For most people, the idea of head lice infestations probably makes them think of school. Many people who catch head lice do so in communal spaces like schools where they are in close proximity to others for a long portion of the day.
However, lice and similar insect infestations can also spread in nursing home facilities if staff members aren’t careful about cleaning spaces and helping residents with their personal hygiene. In fact, the presence of lice could be an early warning that staff members aren’t doing enough to ensure the safety and comfort of your loved one, which might constitute neglect if it becomes serious enough.
Lice infestations are relatively easy to treat
While lice can quickly spread from person to person or via unclean clothing or furniture, it is also relatively simple to treat lice infestations. Proper hygiene habits and careful grooming, especially combing the hair with a nit comb, will generally be enough to get a lice infestation under control.

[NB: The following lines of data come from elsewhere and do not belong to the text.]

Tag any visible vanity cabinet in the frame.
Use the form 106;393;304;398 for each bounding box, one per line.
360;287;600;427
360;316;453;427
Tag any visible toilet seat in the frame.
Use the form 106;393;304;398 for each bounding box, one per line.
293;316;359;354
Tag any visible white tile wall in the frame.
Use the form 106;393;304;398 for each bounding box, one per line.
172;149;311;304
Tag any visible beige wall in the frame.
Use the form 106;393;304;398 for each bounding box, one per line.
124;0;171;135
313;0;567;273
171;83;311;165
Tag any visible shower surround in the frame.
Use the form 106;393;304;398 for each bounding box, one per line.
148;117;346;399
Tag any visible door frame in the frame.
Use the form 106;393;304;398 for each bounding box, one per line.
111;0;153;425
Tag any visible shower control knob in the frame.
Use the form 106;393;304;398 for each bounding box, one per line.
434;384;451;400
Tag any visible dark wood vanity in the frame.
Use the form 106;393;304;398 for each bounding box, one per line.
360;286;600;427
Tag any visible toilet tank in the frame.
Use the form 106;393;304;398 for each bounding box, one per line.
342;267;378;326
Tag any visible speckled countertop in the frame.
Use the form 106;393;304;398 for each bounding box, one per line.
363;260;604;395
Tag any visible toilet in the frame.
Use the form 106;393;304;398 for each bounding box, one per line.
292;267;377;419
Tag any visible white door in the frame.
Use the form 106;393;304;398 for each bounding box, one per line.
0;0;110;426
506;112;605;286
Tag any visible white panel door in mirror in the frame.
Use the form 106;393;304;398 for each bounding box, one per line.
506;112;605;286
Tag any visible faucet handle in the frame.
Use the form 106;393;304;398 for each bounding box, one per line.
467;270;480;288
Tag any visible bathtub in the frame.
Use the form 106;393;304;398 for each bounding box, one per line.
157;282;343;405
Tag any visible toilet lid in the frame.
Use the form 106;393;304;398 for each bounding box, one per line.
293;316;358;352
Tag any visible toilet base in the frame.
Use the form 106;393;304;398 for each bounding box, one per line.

Deep cleaning a room and laundering clothing and bedsheets are also often part of addressing a lice infestation. If staff members have not already cleaned the space and helped your loved one remove the lice in their hair, they may not provide adequate care in other areas either.
If the staff doesn’t address lice, they may not stop bedsores or notice infections
While lice are unsightly and unpleasant, in most cases, they pose little if any risk to the health of the person with them. They can cause issues for people with bleeding conditions or those with allergies or who are very prone to infection. Still, their presence is a troubling sign that could mean that staff won’t notice that your loved one is ill or that they won’t take adequate care to prevent bedsores from forming and to treat them to stop them from progressing if they do develop.
Taking steps to documents the lice infestation and quickly address it and the standard of care of your loved one has received is of the utmost importance for protecting the vulnerable older adult that you love.